Due to interactions between RegAllocFast and expansion of atomicrmw at -O0,
both ARM and AArch64 backends would emit stores between ldrex and strex,
which clears the exclusive access monitor.
atomicrmw instructions are expanded to loops, where the main MachineBasicBlock
includes a ldrex/strex pair. It then conditionally branches if this atomic
operation was successful. Because of this, the register loaded by ldrex is
LiveOut, and RegAllocFast therefore spills this register. The issue is that it
spills between the ldrex and strex, which invalidates the monitor.
I tried several ways of fixing this which all have problems:
- Adding a pass after RegAllocFast which moved the str instructions (spills) to after the strex. For more complex sequences like those generated for 64 bit atomics with e.g. nand, this becomes difficult to do.
- Add new pseudo instructions for atomicrmw which are expanded after register allocation. This would involve duplicating all of the loop creation code.

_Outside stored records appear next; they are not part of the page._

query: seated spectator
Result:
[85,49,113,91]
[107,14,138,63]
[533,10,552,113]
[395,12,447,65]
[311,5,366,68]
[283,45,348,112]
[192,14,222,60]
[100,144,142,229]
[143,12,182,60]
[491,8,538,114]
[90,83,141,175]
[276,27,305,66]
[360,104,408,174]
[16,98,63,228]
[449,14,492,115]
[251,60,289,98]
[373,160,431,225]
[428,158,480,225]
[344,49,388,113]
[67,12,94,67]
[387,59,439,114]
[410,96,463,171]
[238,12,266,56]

Similar approach has been used before for cmpxchg: https://reviews.llvm.org/D16239?id=52861
- Stop FastRegAlloc from spilling these registers for these instructions. However, other instructions between ldrex and strex can spill, and it is hard to catch them all.
- Move the location of the spill to after the strex. This is the approach taken.
To spill after strex, I have added a new function to TargetRegisterInfo which returns an appropriate
point to spill at for a given instruction. For all backends except ARM/AArch64 this just returns the
next instruction. For ARM/AArch64 it returns the strex.
- A similar approach could have been applied to calcSpillCost instead, to set a high spill cost between ldrex/strex
- Pseudo instructions could have been used instead
It is also possible that the cmpxchg pseudoinstructions could be removed, and the same technique used for them.